For companies or products not addressed by the standard, or exempt from disclosure under the standard, USDA and FDA have both issued guidance on when and how voluntary labeling of the status of foods can occur.

First, USDA, in relation to the standard, has identified areas where voluntary disclosure that a food is bioengineered or derives from bioengineering is permissible. First, for companies who are exempt from the standard due to size, voluntary disclosure is permitted; this voluntary disclosure must comply with the requirements of the standard. In addition, when a company uses or packages highly refined ingredients where the modified genetic material is no longer detectable, the product can be permissibly labeled, following the requirements of the standard. However, in this circumstance, the permissible language for disclosure is “derived from bioengineering” or “ingredients derived from a bioengineered source.”

In addition, USDA FSIS has issued guidance on the voluntary labeling of foods as not bioengineered or derived from bioengineering. FSIS permits claims for both meat, poultry, and egg products derived from animals that do not consume bioengineered feed and on foods that do not contain bioengineered ingredients. These claims can include, in the first instance, “fed a diet with no GMO ingredients” on products from animals that do not consume feed derived from bioengineering or, for example, “no GMO ingredients” when a multi-ingredient product does not contain ingredients derived from bioengineering. In both circumstances, FSIS requires that the products are certified by a third-party certifying organization. FSIS, during the label approval process, requires proof of compliance with the certifying organization’s standard, and information about the certifying organization must be included in the product’s label to be approved.

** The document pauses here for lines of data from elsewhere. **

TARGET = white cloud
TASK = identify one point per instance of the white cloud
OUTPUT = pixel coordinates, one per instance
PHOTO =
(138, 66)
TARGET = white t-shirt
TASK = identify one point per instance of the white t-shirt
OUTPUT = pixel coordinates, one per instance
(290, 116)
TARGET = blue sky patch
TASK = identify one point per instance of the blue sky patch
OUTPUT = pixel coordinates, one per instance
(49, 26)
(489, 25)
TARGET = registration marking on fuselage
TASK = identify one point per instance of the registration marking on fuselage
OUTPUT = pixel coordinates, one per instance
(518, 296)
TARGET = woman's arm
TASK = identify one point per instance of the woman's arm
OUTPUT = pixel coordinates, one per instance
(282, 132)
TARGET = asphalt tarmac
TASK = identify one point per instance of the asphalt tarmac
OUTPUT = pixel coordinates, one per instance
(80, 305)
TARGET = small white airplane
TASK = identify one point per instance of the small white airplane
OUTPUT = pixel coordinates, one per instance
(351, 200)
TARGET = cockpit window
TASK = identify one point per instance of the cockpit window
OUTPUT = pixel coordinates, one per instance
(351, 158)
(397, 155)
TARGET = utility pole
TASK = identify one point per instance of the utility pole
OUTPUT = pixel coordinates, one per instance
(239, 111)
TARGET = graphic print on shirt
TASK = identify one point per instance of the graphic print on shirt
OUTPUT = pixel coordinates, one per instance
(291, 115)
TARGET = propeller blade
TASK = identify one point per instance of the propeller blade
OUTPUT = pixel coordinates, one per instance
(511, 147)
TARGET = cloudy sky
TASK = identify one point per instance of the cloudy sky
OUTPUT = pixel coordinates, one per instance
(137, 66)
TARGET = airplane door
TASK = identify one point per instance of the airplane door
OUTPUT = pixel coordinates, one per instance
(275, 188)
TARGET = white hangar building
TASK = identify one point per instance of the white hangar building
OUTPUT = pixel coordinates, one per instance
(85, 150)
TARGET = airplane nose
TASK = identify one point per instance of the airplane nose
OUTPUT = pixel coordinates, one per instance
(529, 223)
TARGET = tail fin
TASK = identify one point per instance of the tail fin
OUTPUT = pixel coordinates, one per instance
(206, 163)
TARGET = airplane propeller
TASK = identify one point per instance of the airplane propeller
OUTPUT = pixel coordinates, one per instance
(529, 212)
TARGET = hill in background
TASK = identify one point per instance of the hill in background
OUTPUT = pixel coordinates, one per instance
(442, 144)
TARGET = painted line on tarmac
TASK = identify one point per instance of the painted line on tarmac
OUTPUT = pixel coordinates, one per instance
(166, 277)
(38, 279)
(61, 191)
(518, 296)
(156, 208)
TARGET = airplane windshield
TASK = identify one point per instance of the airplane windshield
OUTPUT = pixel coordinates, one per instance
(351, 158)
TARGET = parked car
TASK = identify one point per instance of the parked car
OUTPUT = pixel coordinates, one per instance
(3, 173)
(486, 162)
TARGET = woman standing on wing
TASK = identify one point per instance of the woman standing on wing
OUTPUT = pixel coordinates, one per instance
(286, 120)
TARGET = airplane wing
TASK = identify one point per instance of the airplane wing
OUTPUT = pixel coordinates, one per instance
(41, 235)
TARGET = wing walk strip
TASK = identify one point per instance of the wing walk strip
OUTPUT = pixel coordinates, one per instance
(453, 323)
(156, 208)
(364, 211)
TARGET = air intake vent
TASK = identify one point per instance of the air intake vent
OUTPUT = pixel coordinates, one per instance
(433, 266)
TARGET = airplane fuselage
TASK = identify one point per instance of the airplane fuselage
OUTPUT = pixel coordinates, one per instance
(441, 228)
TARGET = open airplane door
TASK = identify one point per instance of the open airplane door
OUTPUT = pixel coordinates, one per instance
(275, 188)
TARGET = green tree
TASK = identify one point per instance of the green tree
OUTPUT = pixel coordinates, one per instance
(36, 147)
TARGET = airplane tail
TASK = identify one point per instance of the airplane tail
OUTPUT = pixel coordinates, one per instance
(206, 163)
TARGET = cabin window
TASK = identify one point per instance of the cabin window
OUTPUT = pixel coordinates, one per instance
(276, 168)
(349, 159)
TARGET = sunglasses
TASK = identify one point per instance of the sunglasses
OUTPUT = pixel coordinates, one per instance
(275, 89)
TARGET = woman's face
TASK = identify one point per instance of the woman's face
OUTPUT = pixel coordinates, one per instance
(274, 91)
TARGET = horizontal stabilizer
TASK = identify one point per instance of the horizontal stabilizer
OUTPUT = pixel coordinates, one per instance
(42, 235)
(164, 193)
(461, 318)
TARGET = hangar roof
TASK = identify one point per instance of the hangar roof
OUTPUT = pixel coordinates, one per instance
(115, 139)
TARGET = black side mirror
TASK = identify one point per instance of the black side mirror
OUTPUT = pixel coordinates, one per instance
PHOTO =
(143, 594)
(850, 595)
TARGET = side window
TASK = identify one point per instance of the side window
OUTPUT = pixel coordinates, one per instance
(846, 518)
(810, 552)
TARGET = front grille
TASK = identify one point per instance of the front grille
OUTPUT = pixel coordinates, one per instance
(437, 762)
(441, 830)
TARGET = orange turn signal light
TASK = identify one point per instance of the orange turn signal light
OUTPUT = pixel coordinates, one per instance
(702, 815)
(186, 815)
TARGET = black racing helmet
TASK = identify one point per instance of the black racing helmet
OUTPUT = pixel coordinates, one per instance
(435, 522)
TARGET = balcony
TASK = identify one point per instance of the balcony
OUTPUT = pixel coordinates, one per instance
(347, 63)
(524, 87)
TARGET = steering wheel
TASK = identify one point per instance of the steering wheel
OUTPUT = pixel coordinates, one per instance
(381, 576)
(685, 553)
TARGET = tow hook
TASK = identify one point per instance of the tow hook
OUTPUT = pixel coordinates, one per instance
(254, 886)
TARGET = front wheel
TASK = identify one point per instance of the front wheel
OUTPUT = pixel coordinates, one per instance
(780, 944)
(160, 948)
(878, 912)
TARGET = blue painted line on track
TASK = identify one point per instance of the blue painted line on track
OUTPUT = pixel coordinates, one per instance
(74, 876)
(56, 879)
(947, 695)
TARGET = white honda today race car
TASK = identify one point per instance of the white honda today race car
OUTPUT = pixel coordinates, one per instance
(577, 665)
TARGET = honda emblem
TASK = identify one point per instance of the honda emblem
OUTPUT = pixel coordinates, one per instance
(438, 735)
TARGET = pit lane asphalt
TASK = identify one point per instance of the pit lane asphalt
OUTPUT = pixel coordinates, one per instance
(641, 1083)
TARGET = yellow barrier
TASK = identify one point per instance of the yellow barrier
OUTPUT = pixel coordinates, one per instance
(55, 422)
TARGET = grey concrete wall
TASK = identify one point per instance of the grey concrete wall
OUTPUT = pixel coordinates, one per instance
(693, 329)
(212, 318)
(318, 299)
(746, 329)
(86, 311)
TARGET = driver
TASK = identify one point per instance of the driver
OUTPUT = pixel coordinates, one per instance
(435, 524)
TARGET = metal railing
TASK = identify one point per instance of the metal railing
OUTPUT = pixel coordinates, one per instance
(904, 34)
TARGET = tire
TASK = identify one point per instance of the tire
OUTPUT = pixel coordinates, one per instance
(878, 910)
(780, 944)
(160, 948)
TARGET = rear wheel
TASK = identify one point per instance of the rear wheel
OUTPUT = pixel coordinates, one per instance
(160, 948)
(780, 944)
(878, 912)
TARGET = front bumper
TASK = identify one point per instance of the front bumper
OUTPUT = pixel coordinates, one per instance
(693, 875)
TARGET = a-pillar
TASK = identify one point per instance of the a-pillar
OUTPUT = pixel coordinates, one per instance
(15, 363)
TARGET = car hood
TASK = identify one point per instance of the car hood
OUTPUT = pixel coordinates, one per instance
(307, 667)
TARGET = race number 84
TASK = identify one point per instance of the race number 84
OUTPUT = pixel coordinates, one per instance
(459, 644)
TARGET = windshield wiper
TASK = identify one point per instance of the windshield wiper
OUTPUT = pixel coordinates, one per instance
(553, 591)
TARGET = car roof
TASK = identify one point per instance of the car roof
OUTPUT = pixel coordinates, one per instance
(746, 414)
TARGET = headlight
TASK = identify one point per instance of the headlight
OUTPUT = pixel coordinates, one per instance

For FDA-regulated products, FDA has also issued guidance for the voluntary inclusion of claims indicating the absence of bioengineered content in foods. Generally, FDA permits voluntary labels with information about whether the foods were not produced using bioengineering, as long as the information is truthful and not misleading. FDA’s guidance indicates that language such as “genetically modified” is discouraged because this language can encompass methods beyond those typically contemplated by bioengineering. If the language used on a label is “false or misleading,” the food can be considered misbranded under the Food, Drug, and Cosmetic Act, so any absence claims made on FDA-regulated foods must be truthful in all considerations.